Surviving Food Fads & Fad Diets
By Gary G. Kyle and W. Dan Nagle

Food fads are like hurricanes. They come in rather violently, stay for a while and then pass on leaving behind a marketing mess and a big hole in the budget. Here are some innovative ideas on how to survive in the long run.
Many of you will remember when oat bran was the hot food fad in the 1980s. It would lower your cholesterol promised the ads and, as a result, oat bran was going into everything. It was already in cereals, but because of the “good news,” it went into pretzels, specialty breads, muffins, bagels and a host of other bakery products. After a while, its efficacy in controlling cholesterol was deflated, and many of the new-kids-on-the-block started to outlive their codes and began disappearing from the store shelves.

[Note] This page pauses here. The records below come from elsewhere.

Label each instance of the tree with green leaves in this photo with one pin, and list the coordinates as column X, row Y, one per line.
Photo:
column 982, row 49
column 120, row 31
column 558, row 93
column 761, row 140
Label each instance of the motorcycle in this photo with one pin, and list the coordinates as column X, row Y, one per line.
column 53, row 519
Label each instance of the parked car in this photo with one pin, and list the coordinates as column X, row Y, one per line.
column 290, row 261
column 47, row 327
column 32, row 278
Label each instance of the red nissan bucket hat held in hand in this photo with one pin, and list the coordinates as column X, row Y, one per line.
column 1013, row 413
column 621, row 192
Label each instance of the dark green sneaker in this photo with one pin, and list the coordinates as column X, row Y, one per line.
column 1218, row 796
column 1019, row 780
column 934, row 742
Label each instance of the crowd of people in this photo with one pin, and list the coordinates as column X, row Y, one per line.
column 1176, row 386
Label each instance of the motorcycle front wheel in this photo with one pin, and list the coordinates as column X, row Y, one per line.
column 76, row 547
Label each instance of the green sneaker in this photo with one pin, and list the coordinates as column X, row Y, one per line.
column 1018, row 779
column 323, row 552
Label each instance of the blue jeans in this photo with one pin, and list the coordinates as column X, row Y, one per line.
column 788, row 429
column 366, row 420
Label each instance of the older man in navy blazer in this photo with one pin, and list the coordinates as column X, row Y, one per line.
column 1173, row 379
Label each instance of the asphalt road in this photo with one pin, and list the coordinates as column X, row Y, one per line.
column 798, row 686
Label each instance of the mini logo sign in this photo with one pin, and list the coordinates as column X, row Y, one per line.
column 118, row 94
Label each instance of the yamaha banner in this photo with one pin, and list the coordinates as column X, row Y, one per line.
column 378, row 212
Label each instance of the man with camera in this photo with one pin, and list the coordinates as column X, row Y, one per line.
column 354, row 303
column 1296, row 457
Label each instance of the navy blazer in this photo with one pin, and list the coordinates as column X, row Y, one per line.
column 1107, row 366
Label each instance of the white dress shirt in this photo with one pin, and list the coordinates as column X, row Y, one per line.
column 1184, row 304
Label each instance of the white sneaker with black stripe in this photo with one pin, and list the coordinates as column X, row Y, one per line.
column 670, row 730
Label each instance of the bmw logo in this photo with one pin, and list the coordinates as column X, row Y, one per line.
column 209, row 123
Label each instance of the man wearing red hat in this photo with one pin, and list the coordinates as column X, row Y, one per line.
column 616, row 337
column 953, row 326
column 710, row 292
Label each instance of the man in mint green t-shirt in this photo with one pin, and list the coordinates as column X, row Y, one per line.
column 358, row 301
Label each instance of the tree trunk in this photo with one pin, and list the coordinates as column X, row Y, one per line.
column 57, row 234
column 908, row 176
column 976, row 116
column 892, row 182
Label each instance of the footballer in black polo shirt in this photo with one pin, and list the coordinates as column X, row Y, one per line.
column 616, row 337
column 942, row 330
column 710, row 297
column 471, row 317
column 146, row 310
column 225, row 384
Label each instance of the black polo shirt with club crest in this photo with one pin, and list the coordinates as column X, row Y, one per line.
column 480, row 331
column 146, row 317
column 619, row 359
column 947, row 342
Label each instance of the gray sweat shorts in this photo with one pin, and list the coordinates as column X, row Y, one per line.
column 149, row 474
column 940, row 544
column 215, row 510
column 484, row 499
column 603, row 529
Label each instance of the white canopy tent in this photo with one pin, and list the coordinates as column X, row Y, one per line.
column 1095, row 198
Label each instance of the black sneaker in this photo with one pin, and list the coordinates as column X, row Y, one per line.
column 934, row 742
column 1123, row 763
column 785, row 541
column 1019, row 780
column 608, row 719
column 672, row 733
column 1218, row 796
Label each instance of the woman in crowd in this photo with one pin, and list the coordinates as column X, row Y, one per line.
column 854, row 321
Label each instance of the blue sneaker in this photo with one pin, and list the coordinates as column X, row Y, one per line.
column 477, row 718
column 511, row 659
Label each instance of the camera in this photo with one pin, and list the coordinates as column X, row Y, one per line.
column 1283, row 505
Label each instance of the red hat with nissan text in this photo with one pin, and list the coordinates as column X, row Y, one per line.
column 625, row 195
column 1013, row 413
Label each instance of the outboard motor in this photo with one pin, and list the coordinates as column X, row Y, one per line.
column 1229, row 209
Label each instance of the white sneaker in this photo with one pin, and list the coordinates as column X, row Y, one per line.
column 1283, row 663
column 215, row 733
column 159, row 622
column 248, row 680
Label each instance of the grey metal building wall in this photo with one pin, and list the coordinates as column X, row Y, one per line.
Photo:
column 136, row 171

Then came the low-fat craze in the ’90s based on the Surgeon General’s nutrition study that warned Americans to reduce the amount of fat in their diets. Suddenly, 20% of all new food products were positioned as “low-fat” entries. It wasn’t very long before the low-fat trend began sliding, until only a few major weight-reducing brands survived. Low-fat products also had the handicap of not tasting as good as the original product from which the fat was degreased. The idea was great, but the taste was not, and that was obvious on the first bite.
As we travel the nation and evaluate store shelves, it is evident that the carb craze has peaked and is now in the decline stage of the product life cycle. We have seen a number of low-carbohydrate food products fall prey to de-listing in the past six months due to poor turns and inadequate margin contribution to the category. Look for more to come soon.
Certainly, that trend toward de-listing is evident in the bakery section. Let’s put it bluntly. The bulk of these low-carb attempts at product innovation by the baking industry flat out taste bad. After the investment in trial-generating tactics dry up, consumers are not making repeat purchases, and as a result, there is no franchise.
Rather, consumers are saying things like, “I may as well have eaten the package.” Unfortunately, we agree. The consumer is making the decision for the marketers. Bottom line? They will not give up taste in exchange for lower levels of carbs.
More Cost, Less Taste
Some sweet baked goods manufacturers are now trying less sugar or sugar-free products to breathe life into declining brand franchises. Unless consumers suffer from diabetes, why would they buy and consume these products? They cost more and have less taste. Think about it. When you investigate the sugar substitutes being used, you’ll find that, from a health standpoint, they are worse for you than full-sugar products.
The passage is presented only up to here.